With hundred of thousands of barrels of its oil stuck in the Turkish Mediterranean port of Ceyhan, unable to be sold on the world market because of its continuing row with Baghdad, the Kurdistan Regional Government (KRG) is discovering just how landlocked and boxed in it is in terms of utilizing the vast oil reserves under its control.
Baghdad also has support from Washington, where administration officials fear the energy cooperation between Turkey and the KRG will increase the risk of splitting up Iraq — already in the throes of sectarian strife — and are consequently putting pressure on Ankara over its energy dealings with the Iraqi Kurds.
Iraq's constitution says oil revenues, regardless of where the reserves are located in the country, have to go through Baghdad and allocates the autonomous Kurdish region 17% of total revenues.

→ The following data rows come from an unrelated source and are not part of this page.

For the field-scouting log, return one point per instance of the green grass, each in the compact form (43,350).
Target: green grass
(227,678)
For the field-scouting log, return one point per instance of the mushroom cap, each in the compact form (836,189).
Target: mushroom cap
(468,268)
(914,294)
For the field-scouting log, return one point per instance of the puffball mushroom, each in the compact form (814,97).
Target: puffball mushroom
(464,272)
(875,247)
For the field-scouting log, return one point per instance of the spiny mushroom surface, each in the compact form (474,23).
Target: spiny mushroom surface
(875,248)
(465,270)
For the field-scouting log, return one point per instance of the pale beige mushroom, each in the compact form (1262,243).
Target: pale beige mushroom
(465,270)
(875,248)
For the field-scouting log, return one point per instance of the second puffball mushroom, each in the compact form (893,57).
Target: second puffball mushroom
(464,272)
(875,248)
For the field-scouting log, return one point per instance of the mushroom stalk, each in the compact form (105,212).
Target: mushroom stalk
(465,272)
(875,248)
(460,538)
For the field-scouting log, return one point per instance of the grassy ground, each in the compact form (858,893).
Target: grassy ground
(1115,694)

Nouri al-Maliki's government argues that the KRG can only export its oil after an agreement is reached between Erbil and Baghdad on how to proceed in this matter.
Baghdad has also threatened to cut the KRG out of its share of Iraq’s vast oil revenues, should it go ahead and sell its oil unilaterally.
Iraqi Oil Minister Abdul Kareem Luaibi told Reuters in January that the government would take legal action against Turkey and consider canceling all contracts with Turkish firms if Ankara enabled the exporting of KRG oil before an agreement between Erbil and Baghdad is reached.
Such an agreement, though, has been elusive because of Kurdish claims of sole ownership over oil reserves discovered in northern Iraq after the region gained political autonomy from Baghdad following the US invasion in 2003.
KRG officials are disappointed that a comprehensive package of agreements they signed with Turkey in November 2013 has not become fully operational yet.